Под вечер, издерганный и опустошенный, попал наконец Канунников к своему самому первому начальнику – наводчику противотанкового ружья ефрейтору Аверину. Невысокий, плотный, с грубым, изрезанным морщинами лицом, ефрейтор взглянул на Канунникова темными, в прищурье, внимательными глазами и равнодушно, без всякого интереса сказал:
– Ну что ж, вместе, значит, воевать будем. Вот ружье наше противотанковое, вот позиция огневая, а вот и жилье наше – щель всего-навсего, блиндажей-то на всех не хватает, но щель уютная, теплая – соломы я натаскал вдоволь. Если фрицы в наступление сунутся, мы вот эту лощину, значит, и вот тот скат высотки прикрываем. По танкам бьем, значит, бронебойно-зажигательными. А в спокойное время – дежурим по очереди: ночью, как приказано, я у ружья сижу, а днем – вы. Вот и все наши дела.
«Ночью ему приказано, а днем мне – с болезненной подозрительностью подумал Канунников. – Не доверяют, очевидно, может, даже боятся, что сбегу».

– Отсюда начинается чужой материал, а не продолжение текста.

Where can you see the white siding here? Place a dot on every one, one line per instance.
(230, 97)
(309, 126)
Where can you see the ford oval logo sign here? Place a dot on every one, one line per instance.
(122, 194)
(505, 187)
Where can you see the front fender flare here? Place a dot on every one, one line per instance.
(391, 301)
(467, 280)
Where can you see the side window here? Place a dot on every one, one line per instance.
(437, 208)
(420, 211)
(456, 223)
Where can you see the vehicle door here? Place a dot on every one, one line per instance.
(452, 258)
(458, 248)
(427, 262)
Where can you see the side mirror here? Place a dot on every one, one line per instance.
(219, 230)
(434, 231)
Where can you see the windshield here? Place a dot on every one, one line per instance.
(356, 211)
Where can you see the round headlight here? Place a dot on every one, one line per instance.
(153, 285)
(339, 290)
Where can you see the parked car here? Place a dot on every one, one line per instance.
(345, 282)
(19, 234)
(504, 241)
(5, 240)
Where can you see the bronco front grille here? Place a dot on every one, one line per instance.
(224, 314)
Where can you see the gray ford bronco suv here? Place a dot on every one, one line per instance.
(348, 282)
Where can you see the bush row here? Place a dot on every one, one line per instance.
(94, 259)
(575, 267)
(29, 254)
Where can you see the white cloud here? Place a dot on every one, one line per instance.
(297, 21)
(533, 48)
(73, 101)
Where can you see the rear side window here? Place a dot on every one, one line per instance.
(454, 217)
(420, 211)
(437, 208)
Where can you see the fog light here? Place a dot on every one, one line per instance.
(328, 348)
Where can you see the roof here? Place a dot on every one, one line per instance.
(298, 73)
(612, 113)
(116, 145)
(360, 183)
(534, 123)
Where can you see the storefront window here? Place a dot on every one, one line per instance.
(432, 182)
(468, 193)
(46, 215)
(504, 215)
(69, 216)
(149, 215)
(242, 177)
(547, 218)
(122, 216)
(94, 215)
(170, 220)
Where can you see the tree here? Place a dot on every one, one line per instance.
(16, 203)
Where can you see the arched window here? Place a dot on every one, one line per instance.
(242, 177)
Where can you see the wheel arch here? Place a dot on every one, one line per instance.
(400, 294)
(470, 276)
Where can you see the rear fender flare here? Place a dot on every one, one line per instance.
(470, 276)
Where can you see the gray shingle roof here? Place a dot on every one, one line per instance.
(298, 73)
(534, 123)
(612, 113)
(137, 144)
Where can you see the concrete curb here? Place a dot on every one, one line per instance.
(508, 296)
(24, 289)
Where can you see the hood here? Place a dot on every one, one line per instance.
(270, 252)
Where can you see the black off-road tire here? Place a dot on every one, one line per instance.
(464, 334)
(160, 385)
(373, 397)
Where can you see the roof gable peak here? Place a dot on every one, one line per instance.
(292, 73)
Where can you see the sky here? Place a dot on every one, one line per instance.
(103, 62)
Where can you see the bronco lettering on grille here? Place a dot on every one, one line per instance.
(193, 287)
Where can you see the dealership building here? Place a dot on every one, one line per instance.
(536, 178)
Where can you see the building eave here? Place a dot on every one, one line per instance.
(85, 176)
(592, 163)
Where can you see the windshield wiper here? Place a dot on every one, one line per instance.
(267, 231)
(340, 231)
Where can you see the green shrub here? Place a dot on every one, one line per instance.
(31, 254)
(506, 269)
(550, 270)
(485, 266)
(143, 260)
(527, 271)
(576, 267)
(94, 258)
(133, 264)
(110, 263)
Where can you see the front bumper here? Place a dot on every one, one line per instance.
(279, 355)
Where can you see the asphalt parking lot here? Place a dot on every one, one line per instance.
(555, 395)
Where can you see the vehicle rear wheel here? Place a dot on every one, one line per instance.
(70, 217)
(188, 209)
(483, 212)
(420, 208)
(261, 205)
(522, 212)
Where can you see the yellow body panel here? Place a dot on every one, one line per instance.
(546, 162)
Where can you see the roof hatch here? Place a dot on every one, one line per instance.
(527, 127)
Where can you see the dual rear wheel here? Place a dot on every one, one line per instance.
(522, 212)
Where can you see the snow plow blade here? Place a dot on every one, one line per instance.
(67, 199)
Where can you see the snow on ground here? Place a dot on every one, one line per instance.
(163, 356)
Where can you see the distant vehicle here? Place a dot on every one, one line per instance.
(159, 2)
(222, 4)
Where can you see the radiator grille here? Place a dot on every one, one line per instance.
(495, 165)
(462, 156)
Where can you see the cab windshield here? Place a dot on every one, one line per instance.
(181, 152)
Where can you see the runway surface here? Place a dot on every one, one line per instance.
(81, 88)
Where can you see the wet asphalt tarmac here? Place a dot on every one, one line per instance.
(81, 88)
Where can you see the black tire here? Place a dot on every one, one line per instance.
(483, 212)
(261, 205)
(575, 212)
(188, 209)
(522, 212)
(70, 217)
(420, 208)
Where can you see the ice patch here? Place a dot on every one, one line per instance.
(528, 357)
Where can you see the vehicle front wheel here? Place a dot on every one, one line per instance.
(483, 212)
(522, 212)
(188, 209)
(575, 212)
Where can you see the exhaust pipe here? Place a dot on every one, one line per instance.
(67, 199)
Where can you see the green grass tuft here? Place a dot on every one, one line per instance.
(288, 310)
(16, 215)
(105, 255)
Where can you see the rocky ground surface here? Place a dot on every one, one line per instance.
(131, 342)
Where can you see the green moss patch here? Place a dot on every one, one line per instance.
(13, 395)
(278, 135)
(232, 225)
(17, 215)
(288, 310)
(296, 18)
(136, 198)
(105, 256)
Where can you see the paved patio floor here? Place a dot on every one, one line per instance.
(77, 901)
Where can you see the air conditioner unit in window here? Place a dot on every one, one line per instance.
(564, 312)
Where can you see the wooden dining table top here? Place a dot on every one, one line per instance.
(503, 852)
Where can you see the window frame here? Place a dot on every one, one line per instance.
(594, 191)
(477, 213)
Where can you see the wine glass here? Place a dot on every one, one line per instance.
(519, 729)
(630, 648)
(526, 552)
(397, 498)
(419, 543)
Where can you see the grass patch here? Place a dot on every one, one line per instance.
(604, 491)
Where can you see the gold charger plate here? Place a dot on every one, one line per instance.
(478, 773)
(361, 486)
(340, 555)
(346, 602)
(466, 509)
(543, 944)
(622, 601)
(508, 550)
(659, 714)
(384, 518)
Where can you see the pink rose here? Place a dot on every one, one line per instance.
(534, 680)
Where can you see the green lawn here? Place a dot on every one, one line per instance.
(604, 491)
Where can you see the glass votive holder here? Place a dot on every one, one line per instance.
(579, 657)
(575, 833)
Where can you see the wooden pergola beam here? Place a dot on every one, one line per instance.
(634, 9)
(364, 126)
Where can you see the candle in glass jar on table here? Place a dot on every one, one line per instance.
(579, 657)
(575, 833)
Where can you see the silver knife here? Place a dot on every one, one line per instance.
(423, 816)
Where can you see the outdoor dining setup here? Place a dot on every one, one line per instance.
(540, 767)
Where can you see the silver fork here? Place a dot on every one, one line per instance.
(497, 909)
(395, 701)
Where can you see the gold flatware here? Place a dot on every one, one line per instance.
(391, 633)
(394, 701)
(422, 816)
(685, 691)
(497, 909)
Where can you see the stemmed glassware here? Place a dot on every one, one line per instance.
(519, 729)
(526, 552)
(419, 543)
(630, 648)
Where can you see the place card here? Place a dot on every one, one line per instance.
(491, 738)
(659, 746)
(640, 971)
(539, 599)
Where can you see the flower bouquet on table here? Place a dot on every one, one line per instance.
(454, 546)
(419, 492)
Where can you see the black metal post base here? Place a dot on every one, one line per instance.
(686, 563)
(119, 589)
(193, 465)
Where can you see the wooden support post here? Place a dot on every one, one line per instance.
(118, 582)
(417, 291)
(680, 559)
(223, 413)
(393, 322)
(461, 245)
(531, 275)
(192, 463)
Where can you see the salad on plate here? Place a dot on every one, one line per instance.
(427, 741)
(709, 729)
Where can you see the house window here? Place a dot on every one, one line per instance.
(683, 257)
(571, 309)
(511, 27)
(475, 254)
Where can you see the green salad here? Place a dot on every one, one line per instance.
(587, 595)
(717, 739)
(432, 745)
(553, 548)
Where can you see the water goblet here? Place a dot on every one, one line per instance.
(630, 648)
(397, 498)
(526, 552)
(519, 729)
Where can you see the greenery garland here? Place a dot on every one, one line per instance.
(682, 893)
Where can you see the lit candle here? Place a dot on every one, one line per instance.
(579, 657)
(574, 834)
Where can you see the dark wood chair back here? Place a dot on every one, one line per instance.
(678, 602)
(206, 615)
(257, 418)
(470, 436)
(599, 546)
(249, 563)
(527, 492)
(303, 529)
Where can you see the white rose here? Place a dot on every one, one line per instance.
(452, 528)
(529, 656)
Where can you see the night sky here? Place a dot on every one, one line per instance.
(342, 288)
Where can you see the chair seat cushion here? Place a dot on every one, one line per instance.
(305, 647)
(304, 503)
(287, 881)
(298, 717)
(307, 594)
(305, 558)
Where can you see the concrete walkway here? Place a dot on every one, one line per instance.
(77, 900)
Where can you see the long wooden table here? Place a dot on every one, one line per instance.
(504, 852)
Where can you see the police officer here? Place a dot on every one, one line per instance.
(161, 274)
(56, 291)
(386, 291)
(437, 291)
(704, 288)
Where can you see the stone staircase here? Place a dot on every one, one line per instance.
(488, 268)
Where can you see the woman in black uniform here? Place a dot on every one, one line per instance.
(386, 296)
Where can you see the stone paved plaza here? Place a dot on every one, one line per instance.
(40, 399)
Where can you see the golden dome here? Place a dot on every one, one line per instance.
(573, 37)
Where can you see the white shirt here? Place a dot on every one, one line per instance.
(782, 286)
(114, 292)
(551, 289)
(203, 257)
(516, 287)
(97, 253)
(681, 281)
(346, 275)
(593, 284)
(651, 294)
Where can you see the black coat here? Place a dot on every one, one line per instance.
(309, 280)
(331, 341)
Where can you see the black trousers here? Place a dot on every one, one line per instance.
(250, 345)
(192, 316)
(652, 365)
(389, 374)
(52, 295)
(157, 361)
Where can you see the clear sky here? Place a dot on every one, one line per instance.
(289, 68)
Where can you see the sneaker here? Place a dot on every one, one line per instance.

Эта мысль окончательно сломила Канунникова. Сославшись на усталость, он отказался от ужина и забрался в узкую и тесную нору, которую Аверин именовал щелью. Только здесь, в душном, с запахом гнили и табачного дыма подземелье он почувствовал облегчение. Он улегся на толстом слое соломы, блаженно протянул ноги и обессиленно закрыл глаза. На мгновение ему показалось, что он не в тесной вонючей яме в километре от страшной линии, именуемой передним краем, а в своей уютной и красивой московской квартире, где беззаботно и весело пронеслась вся его тридцатилетняя жизнь. Но это ощущение длилось всего мгновение, и оно же с еще большей яркостью осветило весь ужас свершившегося. Возбужденная, горячечная память один за другим воскрешала позорные и унизительные моменты последнего полугодия его жизни. Раньше, во время следствия, а затем и на суде, он думал только о том, как бы скрасить, загладить, показать в более выгодном для себя свете все, что он натворил, будучи заместителем начальника главка, не знающим удержу, сильным, властным и разгульным мужчиной. Теперь же, когда все это осталось позади, а следствие и суд так и не смогли вскрыть всех его проделок, он думал уже не об ответственности, а о том, как бы скорее и легче перенести это унизительное положение осужденного и опять стать сильным и независимым, всеми уважаемым, как прежде, Владимиром Канунниковым. Он и до этого, убежденный юристом и матерью, в отправке на фронт видел единственную возможность своего спасения. С ужасом думал он об исправительно-трудовых лагерях, о Дальнем Севере, о жизни в окружении уголовников. Фронт же хоть и был более опасным местом, где могли ранить, искалечить и даже убить, но зато это место было не позорное, а почетное, и находились там не уголовники, а самые сильные, смелые, честные и душевные люди, завоевать расположение которых Канунников рассчитывал с помощью обаяния, ума и грамотности. А эти достоинства, как он считал, были у него неотразимы.
Эти блаженные мысли убаюкали его взбудораженный мозг и утомленное тело в первую фронтовую ночь.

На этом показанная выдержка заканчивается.